Any suggestions or insights would be greatly appreciated. Thank you!


Solution

  • Why are you even using manager.list(). Just have

    def parallel_integration_loop(funcptr,  low_lim, up_lim):
        res,_ = quad(funcptr, low_lim, up_lim)
        return res
    

    and then

    result = _ = Parallel(n_jobs=n_jobs)(
        delayed(parallel_integration_loop)( f,  -int_limits, int_limits) for  f in moment_funcs_list
    )
    

    Update. . . .

    The problem is in your lambda statement.

    The easiest way to understand this is to look at this code:

    >>> functions = [lambda : i for i in range(10)]
    >>> functions[0]()
    9
    >>> functions[9]()
    9
    

    Similarly, you write:

        for moment_order in moment_orders:
            moment_func    = lambda x: np.abs(x**moment_order)
            moment_funcs_list.append(moment_func)
    

    The problem is that there is only a single variable named moment_order (or in my code i), and every lambda function is using the exact same version of that variable. At the end of your defining all of the functions, moment_order happens to have a particular value, and that's the one that all the lambda functions all going to use.

    You need to make sure that each lambda function has its own copy of moment_order.

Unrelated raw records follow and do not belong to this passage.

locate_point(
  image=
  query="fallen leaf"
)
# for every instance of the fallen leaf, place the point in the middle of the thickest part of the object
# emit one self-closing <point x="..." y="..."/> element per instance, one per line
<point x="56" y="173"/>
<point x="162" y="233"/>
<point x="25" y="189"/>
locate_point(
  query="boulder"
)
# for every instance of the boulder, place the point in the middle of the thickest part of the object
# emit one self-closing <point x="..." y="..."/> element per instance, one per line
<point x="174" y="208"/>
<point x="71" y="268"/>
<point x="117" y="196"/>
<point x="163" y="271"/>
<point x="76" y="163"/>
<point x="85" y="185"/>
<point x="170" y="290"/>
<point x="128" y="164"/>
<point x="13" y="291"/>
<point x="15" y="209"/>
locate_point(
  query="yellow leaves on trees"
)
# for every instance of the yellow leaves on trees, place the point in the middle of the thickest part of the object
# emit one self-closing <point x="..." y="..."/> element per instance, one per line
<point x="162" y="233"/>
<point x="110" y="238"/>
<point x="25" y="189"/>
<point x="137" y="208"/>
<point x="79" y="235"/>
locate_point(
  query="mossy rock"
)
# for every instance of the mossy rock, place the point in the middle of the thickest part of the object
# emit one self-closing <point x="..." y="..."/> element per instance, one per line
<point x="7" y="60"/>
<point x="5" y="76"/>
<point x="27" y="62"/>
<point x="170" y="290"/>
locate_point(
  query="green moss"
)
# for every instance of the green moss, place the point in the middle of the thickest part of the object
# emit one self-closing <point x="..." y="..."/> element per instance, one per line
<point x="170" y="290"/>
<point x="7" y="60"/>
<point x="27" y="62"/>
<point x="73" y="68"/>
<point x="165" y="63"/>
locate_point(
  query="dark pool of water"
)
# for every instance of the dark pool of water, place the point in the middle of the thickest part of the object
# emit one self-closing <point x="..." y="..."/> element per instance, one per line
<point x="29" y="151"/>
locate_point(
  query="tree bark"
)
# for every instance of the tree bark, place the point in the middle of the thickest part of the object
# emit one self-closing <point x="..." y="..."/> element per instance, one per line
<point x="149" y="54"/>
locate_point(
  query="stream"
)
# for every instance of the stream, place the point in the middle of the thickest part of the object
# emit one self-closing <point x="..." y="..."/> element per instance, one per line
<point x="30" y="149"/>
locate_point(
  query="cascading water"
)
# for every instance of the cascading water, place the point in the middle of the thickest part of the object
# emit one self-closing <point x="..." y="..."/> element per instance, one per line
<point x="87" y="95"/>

    There's the quick, hacky soution:

       moment_func= lambda x, moment_order=moment_order: np.abs(x**moment_order)
    

    which causes the lambda to have a second, optional variable that is assigned the current value of moment_order at the time it was created.

    Easier to read would be:

      def get_moment_function(moment_order):
         return lambda x: np.abs(....)
      return [get_moment_function(moment_order) for moment_order in moment_orders]
    

    This explicitly creates a new variable moment_order within the inner function, that the lambda can then close over.

    This is a common mistake with lambda functions. They use the actual variables from the outer scope, not the value of those variables at the time they were created.